The height$\mathrm{y}$ and the distance $\mathrm{x}$along the horizontal plane of a projectile on a certain planet (with no surrounding atmosphere) are given by $\mathrm{y}=(8\mathrm{t}-5{\mathrm{t}}^2)\mathrm{m}\mathrm{and}\mathrm{x}=6\mathrm{t}\mathrm{m},$ where t is in seconds.

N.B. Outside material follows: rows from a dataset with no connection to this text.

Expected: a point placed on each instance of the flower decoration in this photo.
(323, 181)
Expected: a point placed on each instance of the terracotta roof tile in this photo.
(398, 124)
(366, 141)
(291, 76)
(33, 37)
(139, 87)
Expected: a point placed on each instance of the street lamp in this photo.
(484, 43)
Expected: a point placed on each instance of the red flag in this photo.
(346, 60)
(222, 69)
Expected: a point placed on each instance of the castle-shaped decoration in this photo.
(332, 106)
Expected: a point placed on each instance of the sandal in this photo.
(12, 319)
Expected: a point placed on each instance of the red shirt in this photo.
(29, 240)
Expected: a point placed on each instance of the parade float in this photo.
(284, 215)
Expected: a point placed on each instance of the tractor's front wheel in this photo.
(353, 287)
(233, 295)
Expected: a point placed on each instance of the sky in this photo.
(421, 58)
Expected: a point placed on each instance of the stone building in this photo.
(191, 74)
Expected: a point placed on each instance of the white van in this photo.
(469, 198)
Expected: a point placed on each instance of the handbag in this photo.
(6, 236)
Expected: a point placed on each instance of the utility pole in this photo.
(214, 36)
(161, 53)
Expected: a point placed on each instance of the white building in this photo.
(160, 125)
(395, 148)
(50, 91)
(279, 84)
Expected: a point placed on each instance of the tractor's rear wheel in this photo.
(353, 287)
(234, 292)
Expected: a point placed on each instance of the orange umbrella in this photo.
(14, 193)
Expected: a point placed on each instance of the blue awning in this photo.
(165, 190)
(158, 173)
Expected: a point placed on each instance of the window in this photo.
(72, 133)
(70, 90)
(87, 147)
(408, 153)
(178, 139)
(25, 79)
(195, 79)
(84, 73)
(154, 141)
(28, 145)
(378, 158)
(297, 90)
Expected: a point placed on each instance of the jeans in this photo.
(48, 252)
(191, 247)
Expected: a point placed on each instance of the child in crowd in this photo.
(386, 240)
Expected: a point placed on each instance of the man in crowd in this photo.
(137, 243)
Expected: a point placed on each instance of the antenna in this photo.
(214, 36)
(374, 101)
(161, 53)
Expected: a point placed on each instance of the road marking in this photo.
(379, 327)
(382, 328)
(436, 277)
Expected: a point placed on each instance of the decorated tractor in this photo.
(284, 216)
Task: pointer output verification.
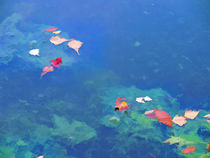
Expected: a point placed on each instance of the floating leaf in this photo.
(163, 117)
(140, 100)
(51, 29)
(150, 114)
(47, 69)
(34, 52)
(57, 40)
(74, 44)
(190, 114)
(179, 120)
(56, 62)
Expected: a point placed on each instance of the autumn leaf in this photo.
(74, 44)
(56, 40)
(179, 120)
(190, 114)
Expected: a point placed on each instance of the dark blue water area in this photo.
(148, 44)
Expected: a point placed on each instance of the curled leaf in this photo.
(51, 29)
(189, 149)
(179, 120)
(74, 44)
(190, 114)
(56, 40)
(57, 32)
(207, 116)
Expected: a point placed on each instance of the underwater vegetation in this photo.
(87, 111)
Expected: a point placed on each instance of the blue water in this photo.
(131, 48)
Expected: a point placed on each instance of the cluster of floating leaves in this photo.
(164, 118)
(57, 40)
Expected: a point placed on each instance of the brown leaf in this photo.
(74, 44)
(56, 40)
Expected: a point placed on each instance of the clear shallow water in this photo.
(142, 44)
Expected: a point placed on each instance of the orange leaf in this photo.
(179, 120)
(207, 116)
(190, 114)
(163, 117)
(56, 40)
(74, 44)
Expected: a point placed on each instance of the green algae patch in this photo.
(79, 131)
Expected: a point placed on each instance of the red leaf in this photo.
(56, 62)
(163, 117)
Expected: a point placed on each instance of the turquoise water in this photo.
(129, 49)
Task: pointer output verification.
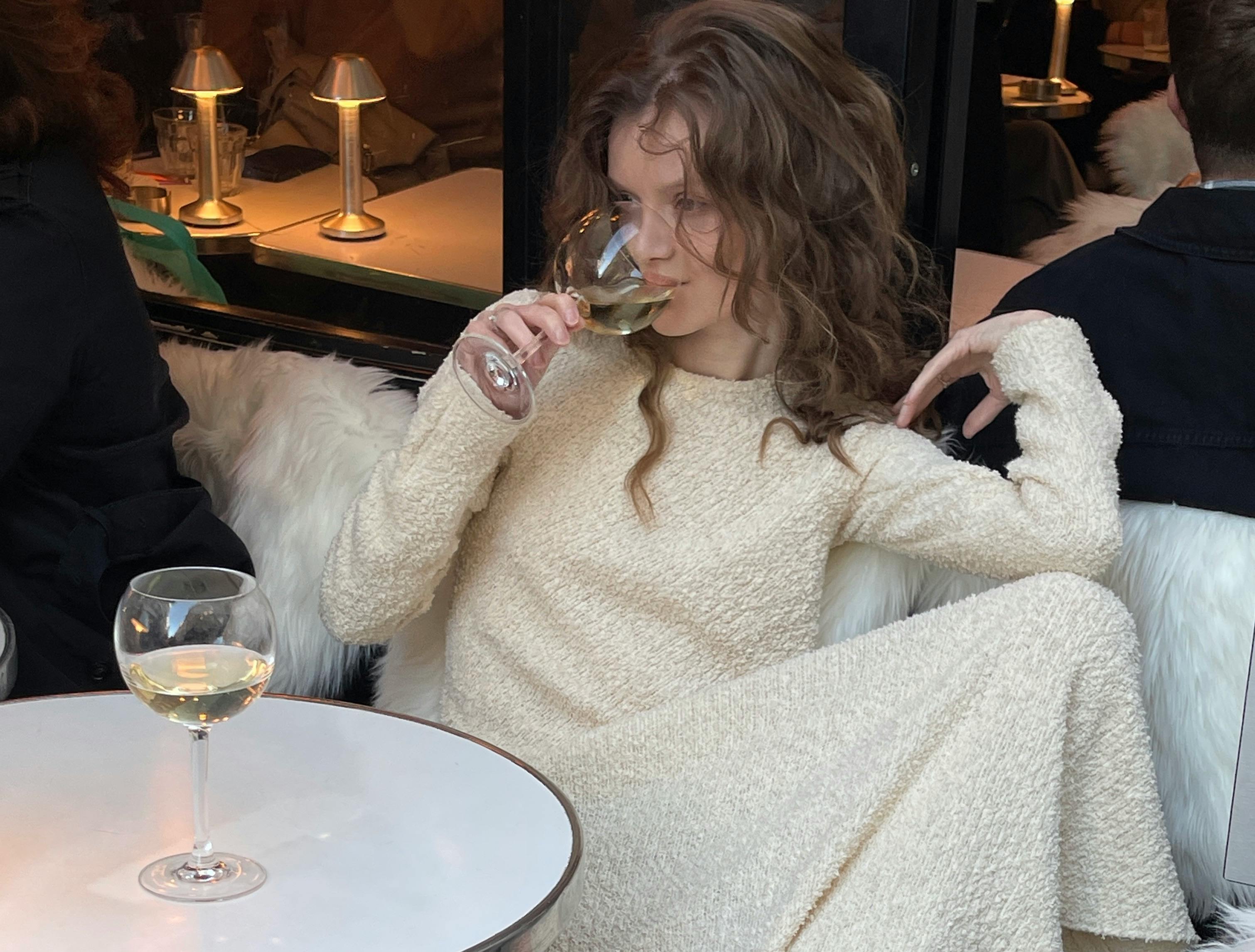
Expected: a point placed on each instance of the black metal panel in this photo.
(231, 326)
(538, 56)
(923, 48)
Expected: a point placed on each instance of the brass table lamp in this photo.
(206, 74)
(1055, 84)
(349, 81)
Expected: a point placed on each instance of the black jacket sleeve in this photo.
(39, 329)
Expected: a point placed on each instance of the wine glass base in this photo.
(492, 378)
(230, 876)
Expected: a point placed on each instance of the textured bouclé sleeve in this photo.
(1057, 510)
(402, 532)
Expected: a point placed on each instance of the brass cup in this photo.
(151, 197)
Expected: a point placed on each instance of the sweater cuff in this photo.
(1046, 358)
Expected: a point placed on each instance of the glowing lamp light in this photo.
(349, 81)
(1060, 44)
(206, 74)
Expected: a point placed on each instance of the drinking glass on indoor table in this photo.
(197, 646)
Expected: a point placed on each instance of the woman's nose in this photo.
(655, 239)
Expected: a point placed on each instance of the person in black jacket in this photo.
(89, 493)
(1169, 304)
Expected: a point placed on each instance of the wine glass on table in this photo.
(197, 646)
(594, 265)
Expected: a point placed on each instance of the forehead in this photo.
(644, 155)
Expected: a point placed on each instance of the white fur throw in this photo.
(1146, 151)
(1145, 148)
(284, 442)
(1186, 577)
(1092, 216)
(1239, 929)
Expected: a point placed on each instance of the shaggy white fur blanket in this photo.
(284, 442)
(1146, 151)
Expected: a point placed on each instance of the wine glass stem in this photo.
(529, 351)
(202, 849)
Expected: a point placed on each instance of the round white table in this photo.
(378, 832)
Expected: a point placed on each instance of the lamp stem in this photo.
(207, 123)
(351, 159)
(1060, 46)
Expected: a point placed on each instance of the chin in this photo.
(673, 323)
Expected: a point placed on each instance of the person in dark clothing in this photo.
(89, 493)
(1168, 304)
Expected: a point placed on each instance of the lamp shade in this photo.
(206, 69)
(348, 78)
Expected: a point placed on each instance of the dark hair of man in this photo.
(1213, 46)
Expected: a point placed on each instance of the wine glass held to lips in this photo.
(597, 285)
(197, 646)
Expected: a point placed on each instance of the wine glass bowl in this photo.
(595, 265)
(197, 646)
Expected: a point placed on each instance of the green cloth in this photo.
(174, 250)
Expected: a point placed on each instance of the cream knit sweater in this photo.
(569, 611)
(977, 778)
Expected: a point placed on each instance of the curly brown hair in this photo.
(801, 153)
(53, 91)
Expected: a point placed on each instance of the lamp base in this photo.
(352, 226)
(210, 213)
(1041, 91)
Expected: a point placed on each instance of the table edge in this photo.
(507, 937)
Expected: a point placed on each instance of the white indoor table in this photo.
(378, 832)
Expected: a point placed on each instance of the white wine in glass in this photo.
(595, 266)
(197, 646)
(622, 309)
(199, 684)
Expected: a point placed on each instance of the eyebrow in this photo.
(671, 186)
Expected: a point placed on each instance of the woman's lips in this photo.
(661, 280)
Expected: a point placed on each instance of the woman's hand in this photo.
(969, 352)
(556, 317)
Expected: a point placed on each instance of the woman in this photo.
(638, 569)
(89, 496)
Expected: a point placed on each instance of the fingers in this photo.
(953, 362)
(566, 307)
(983, 415)
(520, 324)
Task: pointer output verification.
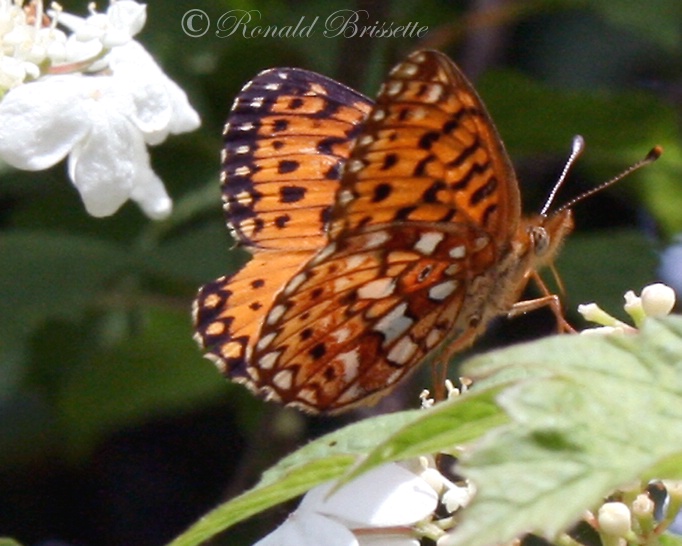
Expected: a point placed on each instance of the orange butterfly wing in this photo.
(286, 140)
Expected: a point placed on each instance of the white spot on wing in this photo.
(377, 289)
(268, 361)
(428, 242)
(323, 254)
(378, 114)
(283, 379)
(402, 351)
(341, 335)
(265, 341)
(434, 93)
(376, 239)
(294, 283)
(355, 165)
(441, 291)
(351, 362)
(432, 338)
(457, 252)
(394, 324)
(276, 314)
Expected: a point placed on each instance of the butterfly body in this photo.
(414, 245)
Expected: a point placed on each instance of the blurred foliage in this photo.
(95, 326)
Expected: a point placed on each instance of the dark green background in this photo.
(113, 430)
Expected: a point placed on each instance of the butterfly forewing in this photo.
(287, 137)
(428, 152)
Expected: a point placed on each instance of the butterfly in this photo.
(383, 234)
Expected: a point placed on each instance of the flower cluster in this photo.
(392, 505)
(656, 300)
(95, 95)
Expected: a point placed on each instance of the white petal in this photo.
(127, 16)
(384, 497)
(387, 540)
(40, 122)
(102, 167)
(160, 105)
(309, 530)
(150, 193)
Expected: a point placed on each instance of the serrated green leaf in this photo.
(441, 428)
(592, 413)
(322, 460)
(670, 540)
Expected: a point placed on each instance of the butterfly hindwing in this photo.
(364, 312)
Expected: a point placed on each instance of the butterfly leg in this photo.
(548, 300)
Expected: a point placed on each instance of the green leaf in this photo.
(322, 460)
(439, 429)
(670, 540)
(591, 414)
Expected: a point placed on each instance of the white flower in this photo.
(614, 519)
(103, 121)
(123, 20)
(657, 300)
(387, 501)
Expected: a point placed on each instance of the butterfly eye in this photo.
(540, 239)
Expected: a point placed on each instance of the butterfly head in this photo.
(547, 233)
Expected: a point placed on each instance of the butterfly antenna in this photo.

The velocity with which the projectile is projected at $\mathrm{t}=0$ is.?

Answer 1

Step 1: Given data:

The height$\mathrm{y}$ of a projectile on a certain planet is given by =$\mathrm{y}=(8\mathrm{t}-5{\mathrm{t}}^2)\mathrm{m}$

The distance $\mathrm{x}$along the horizontal plane is given by =$\mathrm{x}=6\mathrm{t}\mathrm{m}$

(Where$\mathrm{t}$is in seconds)

Step 2: Calculating Velocity in $\mathrm{x}\mathrm{and}\mathrm{y}$-direction:
We know velocity is defined as the rate of change of displacement,

Hence, the Velocity in the $\mathrm{x}-$direction can be given as:

$$\begin{gathered} {\mathrm{u}}_{\mathrm{x}}=\frac{\mathrm{dx}}{\mathrm{dt}} \\ =\frac{\mathrm{d}}{\mathrm{dt}}6\mathrm{t} \\ =6\mathrm{m}/\mathrm{s} \end{gathered}$$

Velocity in the $\mathrm{y}-$direction can be given as:

$$\begin{gathered} {\mathrm{u}}_{\mathrm{y}}=\frac{\mathrm{dy}}{\mathrm{dt}} \\ =\frac{\mathrm{d}}{\mathrm{dt}}(8\mathrm{t}-5{\mathrm{t}}^2) \\ =8-10\mathrm{t} \end{gathered}$$
At time $\mathrm{t}=0$,

${\mathrm{u}}_{\mathrm{y}}=8\mathrm{m}/\mathrm{s}$

Step 3: Calculating the Velocity of projectile at $\mathrm{t}=0\mathrm{s}$:
The resultant velocity of the projectile at $\mathrm{t}=0\mathrm{s}$ can be calculated as:

$$\begin{gathered} \mathrm{u}=\sqrt{{{\mathrm{u}}_{\mathrm{x}}}^2+{{\mathrm{u}}_{\mathrm{y}}}^2} \\ =\sqrt{6^2+8^2}\mathrm{m}/\mathrm{s} \\ =10\mathrm{m}/\mathrm{s} \end{gathered}$$

Hence, the velocity with which the projectile is projected at $\mathrm{t}=0$ is $10\mathrm{m}/\mathrm{s}$.